You are invited to join us this Thursday evening. We will begin our Dharma sharing with these questions.
- Have there been times when non-discriminative wisdom has arisen in your life?
- Are there ways non-discriminative wisdom has helped you to more deeply practice the First Mindfulness Training, Reverence for Life?
- Are there other aspects of the First Mindfulness Trainings that are especially alive for you?
In the reading after the announcements, an excerpt from Lama Dawa Tarchin Phillips explains how a brief encounter with an elephant helped him realize what it meant to belong—completely.
From “Belonging” by Lama Dawa Tarchin Phillips
In Black and Buddhist: What Buddhism Can Teach Us about Race, Resilience, Transformation, and Freedom
We came to an abrupt halt. No one spoke a word, not even a whisper. We simply inched up to the edge of our seats. Hovering…
You could hear a pin drop. There was no sound but the soft swaying of grass in the wind and the slow, exhilarated breathing of the members of our small group.
We watched as the giant, ash-gray bull elephant slowly stepped onto our path—gentle, unwavering, majestic. Mid-stride, he turned, at ease, confident, calm, and looked right at us, assessing our presence. Then, he marched past us and continued on his way into the open plains of the Ngorongoro.
What had just happened? Not outside of our Jeep where this beautiful animal had crossed our path, but inside of me? What had just happened inside my body and mind? I had been reset, reconnected by recognition. The powerful encounter with nature shoved me into a realization of what it meant to belong—completely. …

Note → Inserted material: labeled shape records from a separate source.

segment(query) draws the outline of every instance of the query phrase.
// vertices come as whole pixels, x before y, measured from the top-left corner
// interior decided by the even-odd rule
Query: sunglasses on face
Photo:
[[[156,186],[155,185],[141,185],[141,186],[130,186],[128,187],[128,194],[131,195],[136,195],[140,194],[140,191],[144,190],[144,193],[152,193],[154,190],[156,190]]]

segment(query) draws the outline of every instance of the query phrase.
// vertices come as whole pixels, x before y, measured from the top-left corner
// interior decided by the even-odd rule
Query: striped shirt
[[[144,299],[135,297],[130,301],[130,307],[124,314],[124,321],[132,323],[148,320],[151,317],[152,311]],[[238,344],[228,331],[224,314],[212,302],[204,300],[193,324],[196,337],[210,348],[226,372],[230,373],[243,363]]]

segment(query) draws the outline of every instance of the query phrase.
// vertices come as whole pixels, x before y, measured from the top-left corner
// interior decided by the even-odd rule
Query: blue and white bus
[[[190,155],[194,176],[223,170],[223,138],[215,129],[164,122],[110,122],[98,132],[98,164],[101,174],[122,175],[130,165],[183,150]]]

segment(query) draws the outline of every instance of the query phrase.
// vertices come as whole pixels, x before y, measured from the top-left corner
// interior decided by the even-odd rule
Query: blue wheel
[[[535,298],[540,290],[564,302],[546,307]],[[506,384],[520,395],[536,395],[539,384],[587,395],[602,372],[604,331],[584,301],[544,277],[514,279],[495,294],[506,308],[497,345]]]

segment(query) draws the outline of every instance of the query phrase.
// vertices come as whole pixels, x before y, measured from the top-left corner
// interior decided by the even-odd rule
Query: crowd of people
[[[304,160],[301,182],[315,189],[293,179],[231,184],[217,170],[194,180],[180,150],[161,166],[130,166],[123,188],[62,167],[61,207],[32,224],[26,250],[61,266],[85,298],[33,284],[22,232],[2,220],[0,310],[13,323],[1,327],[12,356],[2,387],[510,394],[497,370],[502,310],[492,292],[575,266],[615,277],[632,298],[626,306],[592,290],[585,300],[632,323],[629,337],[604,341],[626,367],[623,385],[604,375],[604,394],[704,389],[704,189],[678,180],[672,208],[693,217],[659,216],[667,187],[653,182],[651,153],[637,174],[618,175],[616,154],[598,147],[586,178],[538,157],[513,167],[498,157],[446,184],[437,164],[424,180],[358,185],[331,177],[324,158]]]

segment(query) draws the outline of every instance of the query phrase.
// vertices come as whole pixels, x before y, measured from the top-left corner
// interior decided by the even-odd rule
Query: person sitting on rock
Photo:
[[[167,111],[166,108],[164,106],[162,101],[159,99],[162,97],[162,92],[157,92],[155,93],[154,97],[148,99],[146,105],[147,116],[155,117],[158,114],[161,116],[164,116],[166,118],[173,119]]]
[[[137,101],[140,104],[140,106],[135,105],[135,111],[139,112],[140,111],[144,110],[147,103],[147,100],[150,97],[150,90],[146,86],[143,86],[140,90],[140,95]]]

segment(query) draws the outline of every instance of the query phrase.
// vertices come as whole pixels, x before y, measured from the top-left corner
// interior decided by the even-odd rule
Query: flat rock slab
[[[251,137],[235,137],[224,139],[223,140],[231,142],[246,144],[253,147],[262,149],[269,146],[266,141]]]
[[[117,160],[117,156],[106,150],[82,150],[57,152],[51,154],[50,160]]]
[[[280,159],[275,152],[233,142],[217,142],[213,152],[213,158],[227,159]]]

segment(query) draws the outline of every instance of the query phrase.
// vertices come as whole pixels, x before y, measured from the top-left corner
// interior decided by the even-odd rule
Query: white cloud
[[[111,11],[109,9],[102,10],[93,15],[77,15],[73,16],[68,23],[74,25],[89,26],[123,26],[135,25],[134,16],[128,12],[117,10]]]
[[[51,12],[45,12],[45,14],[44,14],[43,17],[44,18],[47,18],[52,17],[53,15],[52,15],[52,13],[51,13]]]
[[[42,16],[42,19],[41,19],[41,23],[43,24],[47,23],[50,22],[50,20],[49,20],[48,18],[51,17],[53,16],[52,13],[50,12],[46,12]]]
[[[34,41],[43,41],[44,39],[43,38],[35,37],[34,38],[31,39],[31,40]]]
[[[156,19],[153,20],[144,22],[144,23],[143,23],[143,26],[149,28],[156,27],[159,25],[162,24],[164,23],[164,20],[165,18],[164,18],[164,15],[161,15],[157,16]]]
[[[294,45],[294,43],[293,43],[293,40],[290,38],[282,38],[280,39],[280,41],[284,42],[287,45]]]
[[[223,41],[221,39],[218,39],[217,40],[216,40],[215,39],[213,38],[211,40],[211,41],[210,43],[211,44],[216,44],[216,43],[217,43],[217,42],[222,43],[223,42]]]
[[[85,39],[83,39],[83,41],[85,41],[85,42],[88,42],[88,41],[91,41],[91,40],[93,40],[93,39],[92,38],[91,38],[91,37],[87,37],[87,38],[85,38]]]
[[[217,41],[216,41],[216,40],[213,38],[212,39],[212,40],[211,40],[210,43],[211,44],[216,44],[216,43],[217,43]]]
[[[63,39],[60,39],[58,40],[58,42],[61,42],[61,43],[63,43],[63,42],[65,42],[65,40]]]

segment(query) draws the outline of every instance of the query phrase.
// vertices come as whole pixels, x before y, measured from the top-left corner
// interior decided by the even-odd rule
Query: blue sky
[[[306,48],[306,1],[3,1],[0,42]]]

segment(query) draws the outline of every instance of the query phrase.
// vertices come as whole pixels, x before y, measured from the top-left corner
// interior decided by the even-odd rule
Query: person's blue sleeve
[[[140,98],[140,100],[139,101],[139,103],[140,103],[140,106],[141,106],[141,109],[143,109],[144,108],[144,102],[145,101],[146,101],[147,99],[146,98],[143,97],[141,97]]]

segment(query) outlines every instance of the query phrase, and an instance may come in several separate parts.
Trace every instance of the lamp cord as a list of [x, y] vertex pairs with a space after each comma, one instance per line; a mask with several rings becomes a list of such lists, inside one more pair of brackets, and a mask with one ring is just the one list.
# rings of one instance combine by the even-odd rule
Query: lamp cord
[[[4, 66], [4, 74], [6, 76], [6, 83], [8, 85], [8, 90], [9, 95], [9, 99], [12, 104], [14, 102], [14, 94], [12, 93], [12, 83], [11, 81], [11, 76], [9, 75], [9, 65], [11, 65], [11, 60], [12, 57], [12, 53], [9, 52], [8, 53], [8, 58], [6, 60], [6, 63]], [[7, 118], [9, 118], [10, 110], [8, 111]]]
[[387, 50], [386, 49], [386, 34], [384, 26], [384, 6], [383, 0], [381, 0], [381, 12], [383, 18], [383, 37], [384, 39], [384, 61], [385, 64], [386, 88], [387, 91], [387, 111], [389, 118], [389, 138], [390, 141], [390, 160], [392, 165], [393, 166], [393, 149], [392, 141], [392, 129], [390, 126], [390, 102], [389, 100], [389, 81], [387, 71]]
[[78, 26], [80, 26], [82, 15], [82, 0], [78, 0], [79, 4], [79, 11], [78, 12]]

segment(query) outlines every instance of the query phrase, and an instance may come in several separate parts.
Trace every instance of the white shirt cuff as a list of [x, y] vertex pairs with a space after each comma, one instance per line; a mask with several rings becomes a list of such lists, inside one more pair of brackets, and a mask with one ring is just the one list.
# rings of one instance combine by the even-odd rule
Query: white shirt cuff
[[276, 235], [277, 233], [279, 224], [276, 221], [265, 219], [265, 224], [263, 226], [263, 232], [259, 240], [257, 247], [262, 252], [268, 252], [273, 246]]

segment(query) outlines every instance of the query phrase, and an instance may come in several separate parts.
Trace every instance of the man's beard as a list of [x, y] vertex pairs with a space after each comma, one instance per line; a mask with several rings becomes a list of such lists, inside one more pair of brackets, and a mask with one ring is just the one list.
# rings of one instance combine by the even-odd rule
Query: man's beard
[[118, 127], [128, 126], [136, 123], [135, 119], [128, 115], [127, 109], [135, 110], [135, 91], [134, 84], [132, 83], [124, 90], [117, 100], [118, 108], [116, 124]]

Now, standing in an open Jeep in the middle of the vast, African wilderness, I reclaimed myself, my life, and my place in the world—in silence. I reintegrated all the dismembered parts of myself, of humanity, and of the Earth.
And I healed.
I reconnected to the planet as my material source and re-arose as my natural, authentic, majestic true self—in ways both profoundly spiritual and physical. The event changed the course of my spiritual practice and work. …
Can we overcome the experience of being a tourist in this life, entitled to taking whatever we want from our experience and leaving only trash behind, and instead transform into pilgrims on a sacred journey, traveling in life to reconnect with all our amputated parts until our sense of wholeness is fully restored? Can we step into all of who we are, fully embodied, and discover our colorless, liberated self-less being that is ever powerful, gentle, and unharmed as if we had arrived on the very first, timeless day?